49. Then, the only one of the eight magic square configurations in the bottom left 3x3 that does not have the 8 on the right, does not have the 1 in R7C2 (because the 2 is not available for the Kropki dot above), and leaves a row of 4 consecutive numbers for R7C6-9, is 492 357 816.
50. Now, since R7C2 is 9, R6C2 must be 8, and in the magicsquare at middle right, the 8 must be one of the top 2 corners so the 2 must be one of the bottom 2 corners.
51. The only remaining way to fill R5C1/R6C1 is 2/1.
52. In the bottom middle 3x3, the 6 cannot be on the bottom row and it cannot touch the Kropki dot since 3 is taken, so R8C6 must be the 6.

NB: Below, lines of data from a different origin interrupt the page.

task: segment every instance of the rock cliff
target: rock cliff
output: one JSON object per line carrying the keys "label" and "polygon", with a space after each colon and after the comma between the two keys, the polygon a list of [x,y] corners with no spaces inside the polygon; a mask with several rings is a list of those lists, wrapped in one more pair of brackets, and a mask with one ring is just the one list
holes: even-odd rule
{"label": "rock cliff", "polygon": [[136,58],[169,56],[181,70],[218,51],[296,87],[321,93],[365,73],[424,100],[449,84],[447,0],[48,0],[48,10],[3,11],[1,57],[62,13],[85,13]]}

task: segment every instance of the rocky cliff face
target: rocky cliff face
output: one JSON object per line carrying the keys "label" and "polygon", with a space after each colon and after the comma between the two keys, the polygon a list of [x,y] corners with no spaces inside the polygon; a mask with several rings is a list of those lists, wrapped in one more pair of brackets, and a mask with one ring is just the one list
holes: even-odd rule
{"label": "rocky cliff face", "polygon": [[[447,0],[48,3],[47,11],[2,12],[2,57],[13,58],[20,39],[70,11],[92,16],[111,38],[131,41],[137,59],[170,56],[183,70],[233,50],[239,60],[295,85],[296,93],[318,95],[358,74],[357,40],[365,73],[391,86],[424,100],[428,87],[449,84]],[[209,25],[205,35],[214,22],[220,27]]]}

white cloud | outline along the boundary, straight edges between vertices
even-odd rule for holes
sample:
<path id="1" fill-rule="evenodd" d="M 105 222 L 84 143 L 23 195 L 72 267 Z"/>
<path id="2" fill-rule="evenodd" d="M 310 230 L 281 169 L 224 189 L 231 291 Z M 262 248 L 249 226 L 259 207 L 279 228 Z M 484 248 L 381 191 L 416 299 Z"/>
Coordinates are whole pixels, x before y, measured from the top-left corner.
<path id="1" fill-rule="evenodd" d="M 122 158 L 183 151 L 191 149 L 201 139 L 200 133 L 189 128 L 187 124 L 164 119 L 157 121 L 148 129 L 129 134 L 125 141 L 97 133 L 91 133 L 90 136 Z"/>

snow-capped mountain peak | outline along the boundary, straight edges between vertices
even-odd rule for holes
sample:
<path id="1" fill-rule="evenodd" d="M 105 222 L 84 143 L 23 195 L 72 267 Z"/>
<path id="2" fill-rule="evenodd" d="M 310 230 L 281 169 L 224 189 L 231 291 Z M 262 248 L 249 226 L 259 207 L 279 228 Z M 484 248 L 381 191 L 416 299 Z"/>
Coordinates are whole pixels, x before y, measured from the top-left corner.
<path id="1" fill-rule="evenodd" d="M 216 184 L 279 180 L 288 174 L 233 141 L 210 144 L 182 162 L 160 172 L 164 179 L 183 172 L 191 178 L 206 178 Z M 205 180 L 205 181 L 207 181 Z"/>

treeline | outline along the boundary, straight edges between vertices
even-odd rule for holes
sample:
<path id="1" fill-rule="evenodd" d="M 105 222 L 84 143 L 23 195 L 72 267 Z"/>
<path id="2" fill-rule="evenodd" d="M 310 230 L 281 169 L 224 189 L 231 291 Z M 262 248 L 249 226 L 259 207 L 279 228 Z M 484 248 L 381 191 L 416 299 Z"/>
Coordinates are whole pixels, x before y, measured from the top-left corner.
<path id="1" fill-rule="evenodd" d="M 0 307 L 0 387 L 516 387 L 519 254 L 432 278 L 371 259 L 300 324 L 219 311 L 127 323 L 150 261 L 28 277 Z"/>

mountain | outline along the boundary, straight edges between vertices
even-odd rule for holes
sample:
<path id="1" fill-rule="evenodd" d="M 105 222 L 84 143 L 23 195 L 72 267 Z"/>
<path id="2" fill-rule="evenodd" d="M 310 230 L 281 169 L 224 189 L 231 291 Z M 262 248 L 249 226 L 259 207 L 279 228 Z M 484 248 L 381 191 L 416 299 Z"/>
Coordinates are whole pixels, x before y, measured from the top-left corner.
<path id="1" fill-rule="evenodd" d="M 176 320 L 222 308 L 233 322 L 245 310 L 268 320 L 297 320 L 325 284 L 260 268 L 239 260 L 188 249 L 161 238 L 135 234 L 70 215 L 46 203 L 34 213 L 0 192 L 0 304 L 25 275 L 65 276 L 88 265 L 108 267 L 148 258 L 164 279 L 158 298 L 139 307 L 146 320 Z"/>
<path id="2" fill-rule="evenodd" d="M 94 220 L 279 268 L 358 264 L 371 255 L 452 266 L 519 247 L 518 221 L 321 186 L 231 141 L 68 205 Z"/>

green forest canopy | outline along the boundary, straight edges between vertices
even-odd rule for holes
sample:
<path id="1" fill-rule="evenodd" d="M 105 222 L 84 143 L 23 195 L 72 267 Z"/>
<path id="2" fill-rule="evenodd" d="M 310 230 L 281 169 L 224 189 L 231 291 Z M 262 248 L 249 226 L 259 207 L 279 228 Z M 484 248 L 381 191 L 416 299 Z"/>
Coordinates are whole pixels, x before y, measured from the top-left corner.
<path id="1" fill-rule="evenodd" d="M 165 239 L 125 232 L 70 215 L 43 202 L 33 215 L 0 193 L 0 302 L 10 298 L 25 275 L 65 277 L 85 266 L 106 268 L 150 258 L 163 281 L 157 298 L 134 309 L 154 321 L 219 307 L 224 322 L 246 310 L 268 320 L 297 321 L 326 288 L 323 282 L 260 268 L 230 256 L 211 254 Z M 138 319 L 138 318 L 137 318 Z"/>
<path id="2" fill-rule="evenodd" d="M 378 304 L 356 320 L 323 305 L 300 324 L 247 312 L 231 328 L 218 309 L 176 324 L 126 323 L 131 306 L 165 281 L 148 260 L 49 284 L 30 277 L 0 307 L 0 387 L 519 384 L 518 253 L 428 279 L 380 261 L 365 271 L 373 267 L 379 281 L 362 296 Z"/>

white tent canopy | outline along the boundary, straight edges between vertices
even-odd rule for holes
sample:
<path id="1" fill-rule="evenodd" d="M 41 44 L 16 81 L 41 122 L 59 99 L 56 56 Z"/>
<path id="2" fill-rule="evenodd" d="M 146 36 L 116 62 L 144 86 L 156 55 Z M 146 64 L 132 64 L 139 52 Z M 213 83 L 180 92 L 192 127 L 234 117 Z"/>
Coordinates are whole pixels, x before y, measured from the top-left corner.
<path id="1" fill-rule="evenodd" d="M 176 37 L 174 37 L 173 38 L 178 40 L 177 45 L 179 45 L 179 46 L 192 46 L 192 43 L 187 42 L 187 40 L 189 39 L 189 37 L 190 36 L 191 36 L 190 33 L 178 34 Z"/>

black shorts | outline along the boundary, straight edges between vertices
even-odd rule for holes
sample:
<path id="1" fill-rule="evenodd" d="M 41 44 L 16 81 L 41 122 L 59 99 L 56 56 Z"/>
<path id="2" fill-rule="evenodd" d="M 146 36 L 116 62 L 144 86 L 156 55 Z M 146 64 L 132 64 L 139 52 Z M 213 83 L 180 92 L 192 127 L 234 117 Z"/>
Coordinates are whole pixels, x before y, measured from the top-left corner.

53. If R1C3 was 8, the only validconfiguration of the top magic square to avoid the 4 and 8 on top and 6 on right would be 672 159 834, where the 1 in R2C4 would conflict with the 1 in R2C3.
54. Therefore, R1C3=1, R1C2=2, R2C2=4, and R2C3=8.
55. The only magic square in the top middle that avoids 2 and 1 on top and avoids 6 on the right is 834 159 672.
56. Now R2C8=2, R3C8=4, R3C9=8.
57. Now R7C6-9 = 8765, and also R7C4=3 and R7C5=1.
58. R3C7 is the only place on R3 where the 1 can go.
59. Now the only configuration for the middle right magic square is 816 357 492.
60. The only pair of consecutive numbers remaining in C4 are 4 and 5, so R5C4=4 and R6C4=5.
61. Now the only way to satisfy the final Kropki circle is R8C4=2, R8C5=4, and everything solves via standard Sudoku techniques from here.